According to Swedish media, the guy who had threatened to burn both the Torah and the Holy Bible in front of the Israeli Embassy in Stockholm claimed on Saturday that he had decided against doing so.
The guy said he had no intention of burning any books despite Stockholm police giving him permission to organise a three-person demonstration; instead, he threw a lighter to the ground.

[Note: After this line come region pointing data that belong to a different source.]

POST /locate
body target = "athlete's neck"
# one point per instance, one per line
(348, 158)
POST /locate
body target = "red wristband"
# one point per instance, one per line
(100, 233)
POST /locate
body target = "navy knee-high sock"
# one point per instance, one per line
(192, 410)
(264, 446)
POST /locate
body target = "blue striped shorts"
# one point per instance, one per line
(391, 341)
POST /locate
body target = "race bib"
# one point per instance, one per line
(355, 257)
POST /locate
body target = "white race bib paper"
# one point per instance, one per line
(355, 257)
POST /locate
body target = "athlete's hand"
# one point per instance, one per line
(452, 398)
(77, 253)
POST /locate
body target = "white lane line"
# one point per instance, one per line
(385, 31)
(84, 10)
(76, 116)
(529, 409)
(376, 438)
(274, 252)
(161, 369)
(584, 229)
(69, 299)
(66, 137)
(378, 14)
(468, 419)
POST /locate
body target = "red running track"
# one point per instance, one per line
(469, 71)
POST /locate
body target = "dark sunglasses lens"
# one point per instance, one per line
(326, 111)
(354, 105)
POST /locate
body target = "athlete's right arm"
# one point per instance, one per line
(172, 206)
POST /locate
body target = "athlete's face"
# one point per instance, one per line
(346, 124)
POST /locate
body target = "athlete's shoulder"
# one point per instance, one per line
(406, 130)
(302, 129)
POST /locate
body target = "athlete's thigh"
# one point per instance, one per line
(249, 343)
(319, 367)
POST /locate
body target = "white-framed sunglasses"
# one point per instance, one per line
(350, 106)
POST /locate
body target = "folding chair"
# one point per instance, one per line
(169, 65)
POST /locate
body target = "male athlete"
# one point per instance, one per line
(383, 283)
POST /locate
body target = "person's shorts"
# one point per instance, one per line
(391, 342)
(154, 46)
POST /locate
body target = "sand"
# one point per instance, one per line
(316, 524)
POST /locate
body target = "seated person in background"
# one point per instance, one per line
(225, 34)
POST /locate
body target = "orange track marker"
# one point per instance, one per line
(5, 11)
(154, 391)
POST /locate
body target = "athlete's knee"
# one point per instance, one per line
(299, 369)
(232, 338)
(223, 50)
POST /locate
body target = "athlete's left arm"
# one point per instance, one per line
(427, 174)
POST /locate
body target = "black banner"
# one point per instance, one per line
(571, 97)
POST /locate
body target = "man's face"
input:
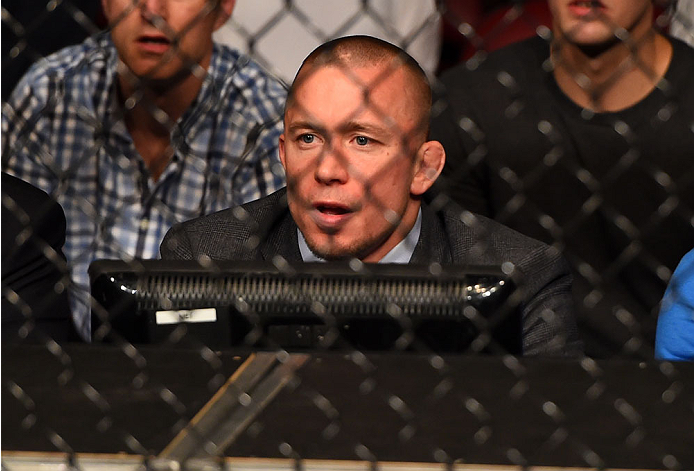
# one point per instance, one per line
(349, 173)
(160, 38)
(593, 23)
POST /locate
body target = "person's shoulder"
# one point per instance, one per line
(493, 242)
(245, 72)
(247, 216)
(516, 58)
(69, 63)
(73, 58)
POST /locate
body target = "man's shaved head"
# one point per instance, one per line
(354, 52)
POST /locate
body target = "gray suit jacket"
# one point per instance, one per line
(264, 229)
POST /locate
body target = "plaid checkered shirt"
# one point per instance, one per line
(63, 131)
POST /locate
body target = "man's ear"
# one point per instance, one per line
(281, 149)
(224, 13)
(430, 160)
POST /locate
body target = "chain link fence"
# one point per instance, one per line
(383, 367)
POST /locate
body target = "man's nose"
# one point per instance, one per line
(332, 166)
(153, 9)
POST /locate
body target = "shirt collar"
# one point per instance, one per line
(401, 253)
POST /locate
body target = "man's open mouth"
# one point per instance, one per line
(332, 209)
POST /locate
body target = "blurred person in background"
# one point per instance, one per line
(140, 127)
(262, 29)
(674, 338)
(583, 139)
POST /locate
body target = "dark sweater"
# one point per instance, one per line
(614, 191)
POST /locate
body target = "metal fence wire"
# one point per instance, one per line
(608, 187)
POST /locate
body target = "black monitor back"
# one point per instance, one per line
(306, 305)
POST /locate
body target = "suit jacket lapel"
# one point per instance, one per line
(432, 246)
(281, 239)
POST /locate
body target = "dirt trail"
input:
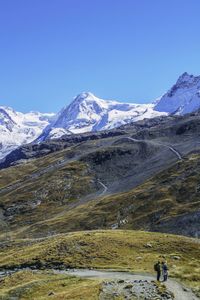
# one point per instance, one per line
(179, 291)
(157, 143)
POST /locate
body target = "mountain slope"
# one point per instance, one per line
(183, 97)
(89, 181)
(88, 113)
(17, 128)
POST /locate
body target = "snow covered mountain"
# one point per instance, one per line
(17, 128)
(88, 113)
(183, 97)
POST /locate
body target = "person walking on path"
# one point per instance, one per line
(165, 271)
(157, 268)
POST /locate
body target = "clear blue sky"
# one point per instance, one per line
(129, 50)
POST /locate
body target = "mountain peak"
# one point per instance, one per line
(84, 96)
(183, 97)
(185, 77)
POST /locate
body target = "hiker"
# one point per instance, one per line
(164, 271)
(157, 268)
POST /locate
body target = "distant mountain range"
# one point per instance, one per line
(88, 113)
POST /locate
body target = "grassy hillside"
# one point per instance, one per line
(28, 285)
(163, 203)
(122, 250)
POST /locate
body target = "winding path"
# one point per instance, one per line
(157, 143)
(179, 291)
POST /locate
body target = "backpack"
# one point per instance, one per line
(165, 268)
(156, 267)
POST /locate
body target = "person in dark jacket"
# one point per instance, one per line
(157, 268)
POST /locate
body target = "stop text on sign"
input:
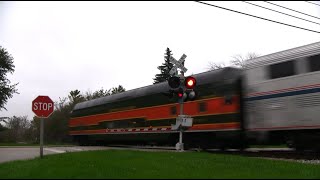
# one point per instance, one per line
(42, 106)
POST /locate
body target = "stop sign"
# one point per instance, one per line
(42, 106)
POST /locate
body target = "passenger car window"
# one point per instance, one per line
(173, 110)
(314, 63)
(202, 107)
(281, 69)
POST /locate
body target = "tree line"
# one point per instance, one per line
(20, 129)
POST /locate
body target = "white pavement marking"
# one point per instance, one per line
(76, 149)
(54, 150)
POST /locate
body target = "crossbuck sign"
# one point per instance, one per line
(178, 64)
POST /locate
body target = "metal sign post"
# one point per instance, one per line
(181, 120)
(43, 107)
(41, 136)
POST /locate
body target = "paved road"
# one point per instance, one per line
(21, 153)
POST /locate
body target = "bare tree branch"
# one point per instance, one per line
(214, 66)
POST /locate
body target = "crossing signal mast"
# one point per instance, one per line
(183, 87)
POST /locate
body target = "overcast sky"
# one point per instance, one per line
(63, 46)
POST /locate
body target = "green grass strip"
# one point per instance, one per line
(124, 164)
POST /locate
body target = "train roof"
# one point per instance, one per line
(294, 53)
(229, 73)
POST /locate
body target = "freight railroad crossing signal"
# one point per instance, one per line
(183, 87)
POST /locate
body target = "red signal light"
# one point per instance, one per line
(190, 82)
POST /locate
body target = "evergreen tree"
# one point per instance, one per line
(164, 68)
(6, 66)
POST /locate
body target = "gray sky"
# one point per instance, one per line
(63, 46)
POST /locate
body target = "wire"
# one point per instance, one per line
(280, 12)
(291, 9)
(312, 3)
(257, 17)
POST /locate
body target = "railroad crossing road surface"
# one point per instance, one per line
(22, 153)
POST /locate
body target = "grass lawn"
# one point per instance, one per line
(138, 164)
(29, 144)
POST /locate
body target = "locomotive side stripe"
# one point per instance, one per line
(214, 106)
(282, 90)
(217, 126)
(285, 127)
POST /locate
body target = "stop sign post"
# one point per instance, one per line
(43, 107)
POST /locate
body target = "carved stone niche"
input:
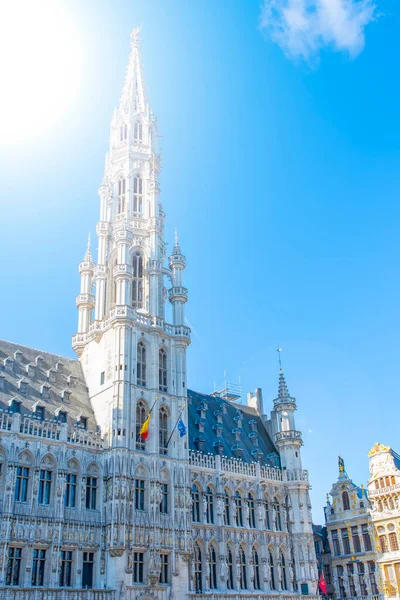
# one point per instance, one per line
(117, 551)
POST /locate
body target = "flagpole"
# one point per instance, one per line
(148, 415)
(177, 421)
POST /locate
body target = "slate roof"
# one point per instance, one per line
(67, 390)
(251, 425)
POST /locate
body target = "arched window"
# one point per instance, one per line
(227, 514)
(141, 416)
(267, 518)
(383, 543)
(243, 569)
(212, 562)
(137, 280)
(141, 364)
(278, 520)
(137, 196)
(198, 568)
(162, 371)
(394, 544)
(239, 510)
(256, 565)
(123, 132)
(195, 504)
(209, 505)
(252, 512)
(163, 430)
(284, 577)
(346, 502)
(138, 131)
(121, 195)
(229, 583)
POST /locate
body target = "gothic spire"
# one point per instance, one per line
(133, 98)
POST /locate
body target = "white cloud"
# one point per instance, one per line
(303, 27)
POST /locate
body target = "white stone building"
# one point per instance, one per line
(89, 509)
(353, 564)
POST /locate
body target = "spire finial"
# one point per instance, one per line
(279, 350)
(88, 254)
(135, 40)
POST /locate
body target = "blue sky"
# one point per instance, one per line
(280, 170)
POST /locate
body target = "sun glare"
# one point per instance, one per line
(41, 68)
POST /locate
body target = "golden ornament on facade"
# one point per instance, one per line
(377, 448)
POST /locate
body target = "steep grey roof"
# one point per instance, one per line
(31, 375)
(239, 426)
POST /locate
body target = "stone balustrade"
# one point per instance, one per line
(20, 593)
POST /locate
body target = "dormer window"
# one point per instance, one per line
(65, 395)
(62, 416)
(23, 386)
(39, 412)
(15, 405)
(121, 195)
(123, 132)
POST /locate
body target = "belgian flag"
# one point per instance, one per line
(144, 430)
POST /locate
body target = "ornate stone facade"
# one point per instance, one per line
(384, 493)
(351, 539)
(87, 502)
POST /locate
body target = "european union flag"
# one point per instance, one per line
(181, 428)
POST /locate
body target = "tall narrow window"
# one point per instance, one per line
(227, 514)
(138, 562)
(209, 505)
(164, 499)
(70, 491)
(346, 502)
(137, 196)
(91, 492)
(345, 541)
(13, 566)
(256, 566)
(21, 484)
(393, 542)
(141, 416)
(239, 510)
(141, 364)
(272, 571)
(243, 569)
(267, 519)
(284, 576)
(163, 430)
(162, 371)
(278, 520)
(44, 487)
(252, 512)
(195, 504)
(164, 568)
(123, 132)
(137, 280)
(38, 565)
(366, 537)
(230, 569)
(356, 539)
(121, 195)
(198, 569)
(139, 494)
(87, 569)
(66, 568)
(138, 131)
(212, 561)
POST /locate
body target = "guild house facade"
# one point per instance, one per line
(207, 497)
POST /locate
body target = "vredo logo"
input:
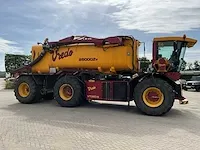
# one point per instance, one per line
(57, 56)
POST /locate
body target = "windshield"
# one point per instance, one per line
(195, 78)
(174, 51)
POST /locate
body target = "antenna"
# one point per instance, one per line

“I had no intention of burning any books. The man was quoted by broadcaster SVT as saying, “I’m a Muslim, we don’t burn [books],” to those assembled for the slated destruction.
Ahmad A., 32, said that the actual goal of the demonstration was to highlight the distinction between exercising one’s right to free speech and insulting other ethnic groups.
“I’m responding to the Koran-burners with this. I want to demonstrate that there are restrictions on the use of one’s right to free speech, said the Syrian-born resident of Sweden.
We must respect one another since we are members of the same society, I want to demonstrate. There will be war if I set fire to the Torah, another to the Bible, and another to the Koran. I wanted to demonstrate that it’s improper to carry it out,” he continued.
Just days prior to the scheduled Torah burning, another individual had set fire to portions of the Quran, the sacred book of Islam, prompting enormous outrage from Muslims all around the world.
Israeli and Jewish leaders condemn plans
Isaac Herzog, the president of Israel, referred to the most recent planned burning as an act of “pure hatred” in a statement before it took place.
The Jewish Bible, the immortal book of the Jewish people, will suffer the same fate, Herzog stated on Friday. “As the president of the state of Israel, I denounced the burning of the Quran, precious to Muslims around the globe.
Herzog declared that allowing the alteration of religious texts was an act of pure hatred and not a manifestation of freedom of speech. “The entire world must unite in vehemently denouncing this disgusting act.”
Benjamin Netanyahu, the Israeli prime minister, stated on Twitter that “The State of Israel takes this shameful decision, which harms the Holy of Holies of the Jewish people, very seriously.”
The World Zionist Organization’s leader, Yaakov Hagoel, stated that approving the burning of a Torah was “not freedom of expression, but antisemitism.”
A similar denunciation was made by the European Jewish Congress, which stated that “provocative, racist, antisemitic, and sickening acts such as these have no place in any civilised society.”
Why does Sweden permit the burning of sacred texts?
The applicant was given permission by the Stockholm Police to stage a public gathering on Saturday to burn both a Jewish or a Christian Bible.
Others view the book burning, which is guaranteed under the Swedish constitution but is seen as blasphemous by some religious adherents, as an illustration of freedom of expression. During the 1970s, Sweden repealed blasphemy laws.
An Iraqi Christian immigrant burned the Quran outdoors a Stockholm mosque last month during the Muslim festival of Eid al-Adha, according to the guy who submitted the request organising Saturday’s protest.
Following that event, officials in Sweden declared that they had begun an enquiry for “agitation against a racial group,” adding that the guy had carried off the burning extremely near to the mosque.
Earlier this year, a similar demonstration organised by an far-right activist disrupted Sweden’s efforts to persuade Turkey to accept NATO membership.
OIC’s 57 members held an emergency meeting after Iraq, as well as Kuwait, the United Arab Emirates, and Morocco summoned Sweden’s ambassadors in protest over the Quran-burning incident.
Following the Quran burnings, the UN’s highest human rights council on Wednesday unanimously endorsed a resolution urging nations to do more to combat religious intolerance.
The government of Sweden likewise denounced the Quran-burning as “Islamophobic,” but it also noted that Sweden’s “constitutionally protected liberty of freedom of assembly, expression, and demonstration.”